Contar con Dios en la vida cotidiana es más que orar, también es obedecer Su guía y confiar en Él.

¿Alguna vez has notado cuántos problemas tiene que resolver una mujer en un día? Además de sus responsabilidades en el trabajo y en el hogar, a menudo necesita ayudar a su marido y a su familia y también tener tiempo para sus amigos y sus estudios.

Con su esencia decidida, la mujer no suele esperar y hace lo que hay que hacer. Sin embargo, hay un grupo de mujeres que necesitan tomar conciencia: aquellas que, a pesar de poner todas sus fuerzas en lo que hacen, no consideran a Dios en sus luchas diarias.

Al contrario de lo que muchos imaginan, considerar a Dios no se limita a orar, sino que también implica seguir Su guía. La respuesta que recibimos no siempre es la que queremos escuchar, pero quien cree en el poder Divino la obedece.

SEÑALES DE OBEDIENCIA
¿Cómo sabes si realmente crees?
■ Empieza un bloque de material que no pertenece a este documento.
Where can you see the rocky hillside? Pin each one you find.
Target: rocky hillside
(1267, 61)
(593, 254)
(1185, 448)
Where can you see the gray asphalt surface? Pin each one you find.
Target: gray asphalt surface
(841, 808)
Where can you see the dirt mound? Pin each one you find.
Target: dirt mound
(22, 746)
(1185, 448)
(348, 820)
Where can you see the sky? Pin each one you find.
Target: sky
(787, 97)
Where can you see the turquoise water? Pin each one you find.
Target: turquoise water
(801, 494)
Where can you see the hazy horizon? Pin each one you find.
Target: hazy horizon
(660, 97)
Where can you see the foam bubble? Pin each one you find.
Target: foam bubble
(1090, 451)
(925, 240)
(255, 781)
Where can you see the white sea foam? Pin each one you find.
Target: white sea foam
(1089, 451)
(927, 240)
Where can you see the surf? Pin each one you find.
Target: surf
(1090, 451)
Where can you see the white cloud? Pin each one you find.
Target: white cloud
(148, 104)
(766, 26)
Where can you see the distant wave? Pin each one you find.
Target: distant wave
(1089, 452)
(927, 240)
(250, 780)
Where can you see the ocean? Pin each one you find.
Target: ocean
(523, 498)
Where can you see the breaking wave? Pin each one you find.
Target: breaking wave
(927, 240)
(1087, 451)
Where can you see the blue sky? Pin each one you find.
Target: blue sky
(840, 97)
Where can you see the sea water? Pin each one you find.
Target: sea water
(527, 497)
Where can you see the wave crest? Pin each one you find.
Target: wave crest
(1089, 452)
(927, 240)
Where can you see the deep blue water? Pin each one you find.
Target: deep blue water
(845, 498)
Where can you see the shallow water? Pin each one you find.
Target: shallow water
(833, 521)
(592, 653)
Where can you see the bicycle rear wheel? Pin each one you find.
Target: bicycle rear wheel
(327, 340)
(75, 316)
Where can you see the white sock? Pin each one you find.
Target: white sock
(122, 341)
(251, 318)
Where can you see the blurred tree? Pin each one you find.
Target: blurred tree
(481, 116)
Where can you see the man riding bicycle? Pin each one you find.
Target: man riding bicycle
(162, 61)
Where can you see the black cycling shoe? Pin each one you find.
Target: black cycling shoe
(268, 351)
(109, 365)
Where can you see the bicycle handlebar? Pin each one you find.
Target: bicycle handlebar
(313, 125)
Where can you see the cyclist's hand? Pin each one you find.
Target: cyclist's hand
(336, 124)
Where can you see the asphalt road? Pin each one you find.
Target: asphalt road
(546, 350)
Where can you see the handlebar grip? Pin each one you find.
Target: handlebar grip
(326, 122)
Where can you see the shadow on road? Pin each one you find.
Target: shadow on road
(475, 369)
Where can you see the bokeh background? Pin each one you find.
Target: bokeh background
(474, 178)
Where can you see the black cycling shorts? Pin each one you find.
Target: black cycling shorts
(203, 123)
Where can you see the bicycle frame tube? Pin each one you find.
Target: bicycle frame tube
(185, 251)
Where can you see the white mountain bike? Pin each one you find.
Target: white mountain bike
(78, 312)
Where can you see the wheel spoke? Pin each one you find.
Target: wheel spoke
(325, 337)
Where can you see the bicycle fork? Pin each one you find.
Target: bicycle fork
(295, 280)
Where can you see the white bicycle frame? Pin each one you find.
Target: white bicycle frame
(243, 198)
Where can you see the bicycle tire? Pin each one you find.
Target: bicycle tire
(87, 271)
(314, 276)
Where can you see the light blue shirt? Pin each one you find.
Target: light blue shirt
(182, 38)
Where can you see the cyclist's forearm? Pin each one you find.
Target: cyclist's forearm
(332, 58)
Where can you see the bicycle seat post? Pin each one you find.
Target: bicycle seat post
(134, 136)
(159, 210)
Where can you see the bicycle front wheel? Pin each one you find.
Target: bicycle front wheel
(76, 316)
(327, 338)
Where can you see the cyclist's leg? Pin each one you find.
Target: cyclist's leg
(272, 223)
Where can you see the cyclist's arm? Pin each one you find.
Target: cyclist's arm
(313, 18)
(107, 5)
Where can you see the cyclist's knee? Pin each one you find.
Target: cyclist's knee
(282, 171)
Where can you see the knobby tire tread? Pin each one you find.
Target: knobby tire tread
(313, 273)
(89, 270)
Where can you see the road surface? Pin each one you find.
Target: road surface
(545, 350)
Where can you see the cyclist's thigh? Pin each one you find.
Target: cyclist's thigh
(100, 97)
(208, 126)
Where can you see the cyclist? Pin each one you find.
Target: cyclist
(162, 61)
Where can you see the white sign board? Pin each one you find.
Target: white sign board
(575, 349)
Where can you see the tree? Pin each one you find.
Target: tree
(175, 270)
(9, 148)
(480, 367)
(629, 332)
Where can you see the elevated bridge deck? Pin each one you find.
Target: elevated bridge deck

La Sra. Viviane Freitas responde a esta pregunta: “A veces uno tiene sus propios gustos, su forma de pensar y no quiere aceptar la guía que Dios le da, porque quiere hacer su voluntad. Entonces crees en tu voluntad y la cumples más que a la Voluntad de Dios y eso es lo que separa a los que creen de los que no creen”.

En la práctica, las personas que creen en Dios son humildes, aceptan el cambio y están dispuestas a aprender. “Los que no creen ni siquiera quieren oír hablar de la Verdad, porque quieren imponer su forma de pensar. Entonces no confían en Dios y no cuentan con Él, no aceptan el aprendizaje y esto es muy grave”, advierte Viviane en su blog.

En la vida cotidiana, una mujer que sigue su propia voluntad puede incluso pensar que lo está haciendo muy bien, pero está desperdiciando la oportunidad de contar con Aquel que conoce el pasado, el presente y el futuro y quiere lo mejor para el ser humano, como es mostrado en la Biblia en Jeremías 29.11-12.

El cambio está a tu disposición
El primer paso para cambiar es reconocer que no has obedecido la Palabra de Dios, a pesar de creer en Él. A continuación, debes tomar una decisión. “Si hasta ahora te resististe y quisiste hacer todo a tu manera, puedes decidir creer, tomar una actitud completamente diferente a la que venías tomando y lanzarte a la Voluntad de Dios”, enseña Viviane.

La obediencia no facilita el camino, pero trae paz y la certeza de que el control de todo está verdaderamente en manos de quien sabe lo que hace.